Only three times since the Premier League began have a side conceded more than 40 goals and won it. Manchester United did on each occasion, but they had already won the title and were cruising through their final games, gifting soft goals. The other season they had multiple goalkeeper issues.
You hear some saying Klopp's job is on the line at Liverpool, which is daft.
Klopp has done a very good job so far at Anfield and has taken the side in a positive direction. Qualifying for the Champions League in his second season, and reaching two finals in his first, were notable achievements. Alongside Manchester City there has been no more exciting side to watch since Klopp arrived on Merseyside, but that is as much to do with the goals against as goals for.

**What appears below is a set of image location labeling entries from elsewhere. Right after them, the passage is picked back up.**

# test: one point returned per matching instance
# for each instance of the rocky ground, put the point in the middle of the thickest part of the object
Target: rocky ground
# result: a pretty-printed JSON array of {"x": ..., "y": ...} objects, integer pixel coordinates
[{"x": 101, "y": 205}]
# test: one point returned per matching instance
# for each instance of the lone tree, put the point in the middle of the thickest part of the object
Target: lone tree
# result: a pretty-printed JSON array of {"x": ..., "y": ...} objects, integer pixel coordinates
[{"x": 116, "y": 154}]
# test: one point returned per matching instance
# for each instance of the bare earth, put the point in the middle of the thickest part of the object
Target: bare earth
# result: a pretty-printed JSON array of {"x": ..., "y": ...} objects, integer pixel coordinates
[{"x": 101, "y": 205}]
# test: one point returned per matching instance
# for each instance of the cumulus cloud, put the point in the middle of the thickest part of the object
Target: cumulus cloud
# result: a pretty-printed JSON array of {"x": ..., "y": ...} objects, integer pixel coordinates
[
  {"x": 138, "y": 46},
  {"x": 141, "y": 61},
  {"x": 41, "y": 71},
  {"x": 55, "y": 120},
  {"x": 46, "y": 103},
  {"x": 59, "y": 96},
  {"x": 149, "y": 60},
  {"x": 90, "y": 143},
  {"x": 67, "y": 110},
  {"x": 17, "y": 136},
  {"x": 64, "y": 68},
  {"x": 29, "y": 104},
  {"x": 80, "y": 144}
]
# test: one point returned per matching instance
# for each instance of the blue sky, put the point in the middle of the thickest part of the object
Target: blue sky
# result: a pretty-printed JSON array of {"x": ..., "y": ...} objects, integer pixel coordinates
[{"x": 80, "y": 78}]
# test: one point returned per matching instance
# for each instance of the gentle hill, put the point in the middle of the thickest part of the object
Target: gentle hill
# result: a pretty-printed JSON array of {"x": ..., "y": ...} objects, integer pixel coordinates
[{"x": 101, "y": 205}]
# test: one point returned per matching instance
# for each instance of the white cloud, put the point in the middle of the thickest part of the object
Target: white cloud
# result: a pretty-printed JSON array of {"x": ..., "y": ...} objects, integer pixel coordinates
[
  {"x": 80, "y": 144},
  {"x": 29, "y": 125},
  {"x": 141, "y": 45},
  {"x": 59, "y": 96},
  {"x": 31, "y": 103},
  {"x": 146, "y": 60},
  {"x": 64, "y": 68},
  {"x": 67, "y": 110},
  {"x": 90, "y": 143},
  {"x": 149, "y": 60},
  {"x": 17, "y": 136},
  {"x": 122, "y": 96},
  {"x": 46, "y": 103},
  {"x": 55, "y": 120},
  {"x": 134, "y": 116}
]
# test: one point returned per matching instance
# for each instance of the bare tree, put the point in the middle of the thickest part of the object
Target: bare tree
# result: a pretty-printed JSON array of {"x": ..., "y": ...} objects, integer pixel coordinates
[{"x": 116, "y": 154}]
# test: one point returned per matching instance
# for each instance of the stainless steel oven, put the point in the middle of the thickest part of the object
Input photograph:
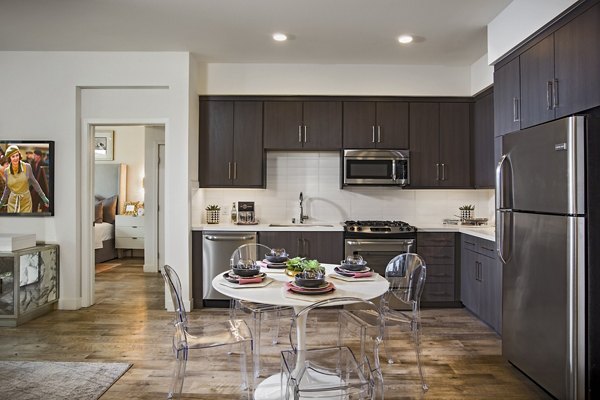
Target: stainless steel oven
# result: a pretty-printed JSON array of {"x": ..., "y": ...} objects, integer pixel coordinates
[{"x": 376, "y": 167}]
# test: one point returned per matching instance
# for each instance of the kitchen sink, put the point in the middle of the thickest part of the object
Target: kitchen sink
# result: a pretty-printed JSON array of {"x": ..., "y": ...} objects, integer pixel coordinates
[{"x": 300, "y": 226}]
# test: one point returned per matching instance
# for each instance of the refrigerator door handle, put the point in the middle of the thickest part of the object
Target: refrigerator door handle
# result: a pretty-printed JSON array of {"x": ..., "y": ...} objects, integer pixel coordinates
[{"x": 504, "y": 235}]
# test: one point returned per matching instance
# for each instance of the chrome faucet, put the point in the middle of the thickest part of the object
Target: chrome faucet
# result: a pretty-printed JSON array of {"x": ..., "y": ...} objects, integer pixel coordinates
[{"x": 302, "y": 216}]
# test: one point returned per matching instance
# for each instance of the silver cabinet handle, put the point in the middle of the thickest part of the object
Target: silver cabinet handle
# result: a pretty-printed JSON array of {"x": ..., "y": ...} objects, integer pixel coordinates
[
  {"x": 555, "y": 94},
  {"x": 516, "y": 117}
]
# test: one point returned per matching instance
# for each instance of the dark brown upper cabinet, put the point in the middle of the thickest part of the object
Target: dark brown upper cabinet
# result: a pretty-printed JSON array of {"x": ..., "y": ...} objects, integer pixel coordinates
[
  {"x": 375, "y": 124},
  {"x": 507, "y": 99},
  {"x": 577, "y": 64},
  {"x": 230, "y": 144},
  {"x": 314, "y": 125},
  {"x": 538, "y": 85},
  {"x": 440, "y": 145},
  {"x": 483, "y": 141}
]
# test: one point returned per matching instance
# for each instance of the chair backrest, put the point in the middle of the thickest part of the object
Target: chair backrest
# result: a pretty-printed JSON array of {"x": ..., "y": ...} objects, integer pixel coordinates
[
  {"x": 406, "y": 274},
  {"x": 172, "y": 280},
  {"x": 249, "y": 251}
]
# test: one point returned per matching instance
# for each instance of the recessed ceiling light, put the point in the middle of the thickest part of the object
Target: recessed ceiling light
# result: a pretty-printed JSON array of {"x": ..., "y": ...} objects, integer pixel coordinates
[
  {"x": 279, "y": 37},
  {"x": 405, "y": 39}
]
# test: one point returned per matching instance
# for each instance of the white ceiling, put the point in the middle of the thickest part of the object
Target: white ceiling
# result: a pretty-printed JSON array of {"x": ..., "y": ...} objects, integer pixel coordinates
[{"x": 449, "y": 32}]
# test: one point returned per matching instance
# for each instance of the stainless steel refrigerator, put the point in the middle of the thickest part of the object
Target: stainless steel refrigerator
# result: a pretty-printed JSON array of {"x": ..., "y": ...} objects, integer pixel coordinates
[{"x": 541, "y": 225}]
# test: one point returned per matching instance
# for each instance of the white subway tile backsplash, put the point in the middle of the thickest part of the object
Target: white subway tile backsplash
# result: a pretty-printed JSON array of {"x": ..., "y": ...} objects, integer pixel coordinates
[{"x": 317, "y": 175}]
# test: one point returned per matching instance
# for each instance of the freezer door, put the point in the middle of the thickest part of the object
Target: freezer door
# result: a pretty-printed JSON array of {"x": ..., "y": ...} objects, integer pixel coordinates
[
  {"x": 542, "y": 168},
  {"x": 539, "y": 291}
]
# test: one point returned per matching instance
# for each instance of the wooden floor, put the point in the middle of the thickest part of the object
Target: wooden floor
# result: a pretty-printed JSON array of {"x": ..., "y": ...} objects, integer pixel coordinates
[{"x": 128, "y": 323}]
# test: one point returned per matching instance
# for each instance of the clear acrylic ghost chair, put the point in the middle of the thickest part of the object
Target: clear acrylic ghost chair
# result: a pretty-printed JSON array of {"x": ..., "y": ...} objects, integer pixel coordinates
[
  {"x": 406, "y": 274},
  {"x": 331, "y": 372},
  {"x": 256, "y": 252},
  {"x": 186, "y": 338}
]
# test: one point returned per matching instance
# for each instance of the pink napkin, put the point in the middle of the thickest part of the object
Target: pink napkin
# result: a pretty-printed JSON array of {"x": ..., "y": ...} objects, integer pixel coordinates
[
  {"x": 255, "y": 279},
  {"x": 362, "y": 274}
]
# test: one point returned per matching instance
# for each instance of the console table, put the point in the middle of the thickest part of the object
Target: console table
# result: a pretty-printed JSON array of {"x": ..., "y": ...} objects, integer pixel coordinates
[{"x": 28, "y": 283}]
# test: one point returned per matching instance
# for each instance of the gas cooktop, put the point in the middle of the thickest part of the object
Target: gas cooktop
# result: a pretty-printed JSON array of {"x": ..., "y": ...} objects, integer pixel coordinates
[{"x": 378, "y": 226}]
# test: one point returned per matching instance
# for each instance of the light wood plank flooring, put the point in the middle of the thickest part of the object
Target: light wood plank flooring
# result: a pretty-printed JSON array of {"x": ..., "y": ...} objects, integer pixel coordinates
[{"x": 128, "y": 323}]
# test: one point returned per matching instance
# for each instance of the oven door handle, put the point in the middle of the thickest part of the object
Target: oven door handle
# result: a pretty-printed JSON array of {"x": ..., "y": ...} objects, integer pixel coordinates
[{"x": 382, "y": 241}]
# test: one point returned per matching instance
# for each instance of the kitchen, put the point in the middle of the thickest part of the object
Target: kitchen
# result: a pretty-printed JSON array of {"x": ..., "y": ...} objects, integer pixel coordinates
[{"x": 351, "y": 204}]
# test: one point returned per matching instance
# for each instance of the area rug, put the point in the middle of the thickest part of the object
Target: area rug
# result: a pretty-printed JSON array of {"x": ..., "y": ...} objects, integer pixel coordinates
[{"x": 34, "y": 380}]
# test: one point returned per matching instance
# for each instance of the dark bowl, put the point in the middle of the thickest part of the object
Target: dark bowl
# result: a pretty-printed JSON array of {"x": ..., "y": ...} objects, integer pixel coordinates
[
  {"x": 276, "y": 259},
  {"x": 354, "y": 266},
  {"x": 246, "y": 271},
  {"x": 309, "y": 282}
]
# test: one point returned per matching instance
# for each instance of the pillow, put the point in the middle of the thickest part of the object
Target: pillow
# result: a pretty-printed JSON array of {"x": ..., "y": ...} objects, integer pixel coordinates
[
  {"x": 99, "y": 214},
  {"x": 109, "y": 209}
]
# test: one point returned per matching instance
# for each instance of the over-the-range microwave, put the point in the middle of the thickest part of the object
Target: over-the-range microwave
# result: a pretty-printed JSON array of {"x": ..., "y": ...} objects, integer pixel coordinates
[{"x": 376, "y": 167}]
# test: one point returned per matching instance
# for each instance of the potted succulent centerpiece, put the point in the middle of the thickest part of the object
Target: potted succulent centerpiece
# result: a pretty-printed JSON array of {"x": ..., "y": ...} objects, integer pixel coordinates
[
  {"x": 212, "y": 214},
  {"x": 467, "y": 212}
]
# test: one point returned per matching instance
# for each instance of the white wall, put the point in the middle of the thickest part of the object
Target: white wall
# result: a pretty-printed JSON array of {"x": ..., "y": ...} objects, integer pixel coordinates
[
  {"x": 519, "y": 20},
  {"x": 317, "y": 175},
  {"x": 326, "y": 79},
  {"x": 40, "y": 100}
]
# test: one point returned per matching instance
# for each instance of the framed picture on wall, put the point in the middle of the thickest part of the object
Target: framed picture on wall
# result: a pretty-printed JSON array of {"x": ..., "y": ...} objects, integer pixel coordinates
[{"x": 104, "y": 145}]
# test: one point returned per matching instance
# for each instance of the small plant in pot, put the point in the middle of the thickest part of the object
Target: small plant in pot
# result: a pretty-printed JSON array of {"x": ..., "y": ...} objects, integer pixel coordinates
[
  {"x": 212, "y": 214},
  {"x": 312, "y": 274}
]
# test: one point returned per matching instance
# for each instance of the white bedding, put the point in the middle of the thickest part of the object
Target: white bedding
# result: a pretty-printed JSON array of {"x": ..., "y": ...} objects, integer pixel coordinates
[{"x": 103, "y": 231}]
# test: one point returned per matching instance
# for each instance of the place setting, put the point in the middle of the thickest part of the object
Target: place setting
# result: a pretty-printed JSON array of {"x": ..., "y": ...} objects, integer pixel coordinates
[
  {"x": 246, "y": 274},
  {"x": 353, "y": 269}
]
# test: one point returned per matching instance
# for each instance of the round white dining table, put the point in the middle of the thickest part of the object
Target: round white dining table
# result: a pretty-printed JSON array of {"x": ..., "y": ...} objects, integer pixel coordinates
[{"x": 275, "y": 293}]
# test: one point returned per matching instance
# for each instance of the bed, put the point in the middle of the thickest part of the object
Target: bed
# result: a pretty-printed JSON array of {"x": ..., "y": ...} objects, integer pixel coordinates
[{"x": 109, "y": 191}]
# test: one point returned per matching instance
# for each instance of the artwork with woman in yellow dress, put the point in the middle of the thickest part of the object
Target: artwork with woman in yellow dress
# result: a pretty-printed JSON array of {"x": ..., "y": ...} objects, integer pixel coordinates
[{"x": 18, "y": 176}]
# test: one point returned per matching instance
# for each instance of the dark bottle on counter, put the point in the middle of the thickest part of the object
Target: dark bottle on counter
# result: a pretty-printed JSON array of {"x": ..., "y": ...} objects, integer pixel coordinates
[{"x": 233, "y": 214}]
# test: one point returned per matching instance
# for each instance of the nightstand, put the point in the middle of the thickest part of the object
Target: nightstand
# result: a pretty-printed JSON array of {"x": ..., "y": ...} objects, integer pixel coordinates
[{"x": 129, "y": 232}]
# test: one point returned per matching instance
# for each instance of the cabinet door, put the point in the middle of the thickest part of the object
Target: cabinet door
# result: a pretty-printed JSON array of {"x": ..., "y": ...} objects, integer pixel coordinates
[
  {"x": 291, "y": 241},
  {"x": 392, "y": 125},
  {"x": 483, "y": 147},
  {"x": 424, "y": 144},
  {"x": 455, "y": 145},
  {"x": 215, "y": 143},
  {"x": 359, "y": 128},
  {"x": 327, "y": 247},
  {"x": 283, "y": 124},
  {"x": 322, "y": 122},
  {"x": 537, "y": 76},
  {"x": 507, "y": 98},
  {"x": 577, "y": 62},
  {"x": 247, "y": 145}
]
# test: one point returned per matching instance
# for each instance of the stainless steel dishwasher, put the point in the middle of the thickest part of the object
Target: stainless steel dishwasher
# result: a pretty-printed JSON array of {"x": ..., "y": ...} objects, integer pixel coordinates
[{"x": 217, "y": 248}]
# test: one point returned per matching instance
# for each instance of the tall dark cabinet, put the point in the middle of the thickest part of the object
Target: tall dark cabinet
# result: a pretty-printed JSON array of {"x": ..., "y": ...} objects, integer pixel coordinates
[
  {"x": 440, "y": 145},
  {"x": 375, "y": 124},
  {"x": 230, "y": 144}
]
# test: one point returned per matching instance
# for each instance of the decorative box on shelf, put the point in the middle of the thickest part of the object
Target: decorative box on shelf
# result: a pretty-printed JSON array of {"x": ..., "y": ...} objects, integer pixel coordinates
[{"x": 28, "y": 283}]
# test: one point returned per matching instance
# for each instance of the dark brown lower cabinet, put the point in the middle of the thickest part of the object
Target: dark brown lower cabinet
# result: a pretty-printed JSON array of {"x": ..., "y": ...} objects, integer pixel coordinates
[
  {"x": 327, "y": 247},
  {"x": 481, "y": 280},
  {"x": 438, "y": 250}
]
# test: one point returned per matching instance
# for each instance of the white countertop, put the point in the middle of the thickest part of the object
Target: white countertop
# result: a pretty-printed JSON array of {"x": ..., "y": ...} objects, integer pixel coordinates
[{"x": 485, "y": 232}]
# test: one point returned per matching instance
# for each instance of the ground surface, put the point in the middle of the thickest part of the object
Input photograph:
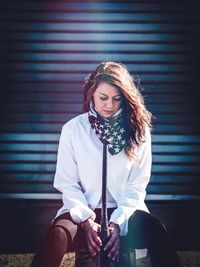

Klopp should be judged on realistic objectives. If by the end of his contract he has won three domestic trophies and qualified for the Champions League three or four times he has done as well as can be expected.
When many felt the League Cup and Europa League final in 2016 were just the start for Klopp, I worried they were finals that had to be won because they do not come around frequently. To me, it felt like massive opportunities were missed.
Between 2001 and 2009 the Liverpool team I played in won every trophy except the Premier League. Both Houllier and Benitez were sacked, yet I argued at the time - and believe it even more now - this was a golden era for a younger generation of Liverpool fans. Houllier and Benitez were successful managers. The problem is every Liverpool team is measured against what happened between 1963-90.
That is why the assessments of Klopp must consider the last 27 years and not the 27 years previously.
Klopp has time to build year-on-year working for owners who believe in gradual improvement - and that is cause for hope.
He signed a six-year deal in the summer of 2016 underlining the belief the board has in him and their intention to see through a long-term project. He is a development manager and will believe his way will bring success over time.
The problem in modern football is no matter how much you plan ahead the moods swing every time there is a bad result. I remember Benitez signing a five-year contract extension in 2009. He was gone in 2010. Rodgers signed a four-year deal in 2014. He left in 2015.
Regardless how noble the intention, withstanding pressure is easier said than done because the game has never been more temperamental, and the clamour for change gets louder every year without a trophy.
Despite my misgivings regarding the title, do not presume Klopp cannot be successful at Anfield.
The landscape has changed at Liverpool. Failure to win the Premier League can no longer be used as a reason to describe a Liverpool manager as a failure.